Tag Archives: Emily Grant Hutchings

EMILY and PEARL

may-1-1920-saturday-evening-post-the-ouija-boardPearl Curran and Emily Hutchings were best friends in the summer of 1912 although some might say they were as different as night and day.  Emily was a vivacious, social “woman about town“, known, according to Emily,  to all of the “big” women in St. Louis.  She was from a middle class family with seven brothers and one sister raised in Hannibal Missouri, childhood home of Mark Twain.  She was college educated, well travelled having lived in Germany for a year,  and known in St. Louis as a lecturer, arts librarian, and magazine and newspaper writer of topics of interest to women. She had a lot of writing credits to her name and had met and personally communicated with Mark Twain several times before he died.  Emily was married to Charles Edwin Hutchings and had no children.

Pearl Curran on the other hand was an only child, somewhat lonely at times and from a comparatively poor family living in Podunk towns in Texas, Missouri and Illinois, had a limited formal education, had not traveled much out of Missouri and Illinois but was an accomplished singer and piano teacher.  Before the arrival of Patience Worth she spent most of her time attending to household chores, cooking for and entertaining her husband, John H. Curran, stepdaughter, Julia Curran, mother Mary Pollard, father George Pollard and grandfather John Cordingley. The 1920 census also records Julia Davis and Joe Davis as members of the household.  (Mrs. Curran said she had one maid.)  Pearl would eventually have two children of her own; an adopted daughter Patience Worth Curran and her biological daughter, Eileen.   Pearl had no interest in writing or reading literature and was content with going to movies, playing the piano and singing.

John H. Curran

John H. Curran

Dr.

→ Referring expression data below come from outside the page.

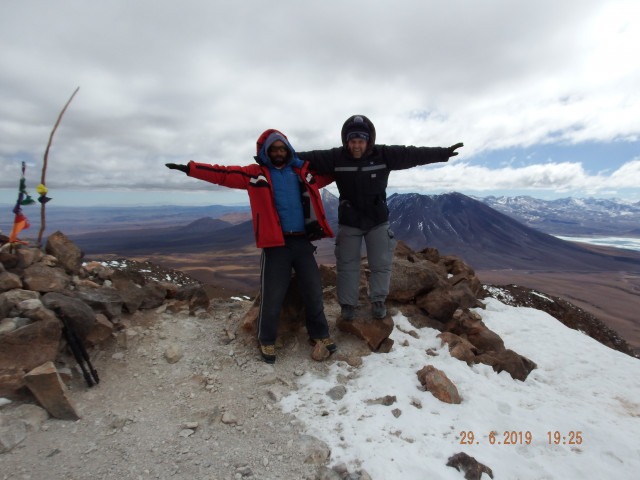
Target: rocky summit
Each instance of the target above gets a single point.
(171, 384)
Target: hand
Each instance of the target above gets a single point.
(452, 149)
(175, 166)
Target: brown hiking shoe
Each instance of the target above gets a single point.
(327, 342)
(268, 353)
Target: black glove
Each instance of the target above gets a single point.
(176, 166)
(452, 149)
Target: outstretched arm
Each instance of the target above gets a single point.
(232, 177)
(399, 157)
(177, 166)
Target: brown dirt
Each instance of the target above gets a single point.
(611, 296)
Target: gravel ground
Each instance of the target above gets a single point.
(213, 414)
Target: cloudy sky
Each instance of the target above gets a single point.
(543, 94)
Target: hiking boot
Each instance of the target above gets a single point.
(379, 310)
(348, 313)
(327, 343)
(268, 353)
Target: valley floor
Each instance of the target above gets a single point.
(613, 297)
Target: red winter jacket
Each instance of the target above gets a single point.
(257, 181)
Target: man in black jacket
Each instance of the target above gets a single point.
(361, 170)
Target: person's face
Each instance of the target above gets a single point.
(357, 147)
(278, 153)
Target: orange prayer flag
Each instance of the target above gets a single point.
(19, 224)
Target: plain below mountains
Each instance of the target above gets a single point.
(453, 223)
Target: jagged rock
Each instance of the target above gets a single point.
(320, 352)
(374, 332)
(99, 270)
(32, 415)
(439, 304)
(410, 279)
(438, 384)
(471, 468)
(42, 278)
(485, 340)
(291, 316)
(24, 349)
(81, 317)
(507, 360)
(12, 432)
(9, 260)
(10, 300)
(315, 450)
(47, 386)
(458, 347)
(337, 393)
(35, 310)
(28, 256)
(102, 330)
(106, 300)
(67, 253)
(9, 281)
(463, 296)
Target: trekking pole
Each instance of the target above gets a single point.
(78, 350)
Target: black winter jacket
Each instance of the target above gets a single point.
(362, 182)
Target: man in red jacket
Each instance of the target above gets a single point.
(287, 215)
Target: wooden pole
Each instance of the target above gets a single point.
(44, 165)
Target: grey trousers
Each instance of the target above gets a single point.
(380, 243)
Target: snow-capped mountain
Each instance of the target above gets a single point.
(486, 238)
(571, 216)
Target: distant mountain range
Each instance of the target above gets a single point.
(571, 216)
(453, 223)
(488, 239)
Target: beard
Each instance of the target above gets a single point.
(279, 160)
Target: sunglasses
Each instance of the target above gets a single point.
(277, 149)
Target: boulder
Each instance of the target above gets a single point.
(67, 253)
(437, 383)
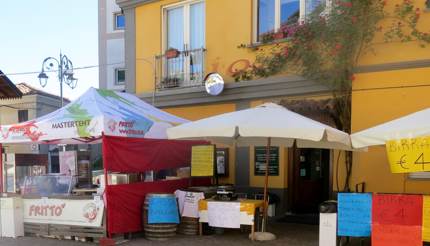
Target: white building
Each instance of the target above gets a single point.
(111, 46)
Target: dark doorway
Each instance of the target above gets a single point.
(309, 179)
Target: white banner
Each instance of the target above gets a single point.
(224, 214)
(64, 212)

Walter Franklin Prince in his book The Case of Patience Worth published in 1927, noted that in July 1912 Emily and Pearl, “were making a call on a neighbor who had an Ouija board, and during the call there came what purported to be a message from a relative of Mrs. Hutchings.  Thereupon the latter [Mrs. Hutching bought a board and took it to Mrs. Curran’s house with the idea of continuing these curious experiments.”  Pearl Curran’s father George Pollard was ill at the time and passed away about two months later.  “For a time Mrs. Curran refused to have anything more to do  with the board, but finally allowed herself to be persuaded.  Then (the deceased) Mr. Pollard and Mrs. Hutchings’s mother purported to communicate through the board.”  No record was kept of these sessions but Mrs. Hutchings or Pearl Curran’s mother, Mary Pollard would write down the words as they came from Pearl through the Ouija Board and, according to John Curran,  Emily Hutchings “would then take the notes home and rewrite and punctuate them.  Also she would make interpolations of her own in the record and, we found since, she would add to and take from and change ad libitum.”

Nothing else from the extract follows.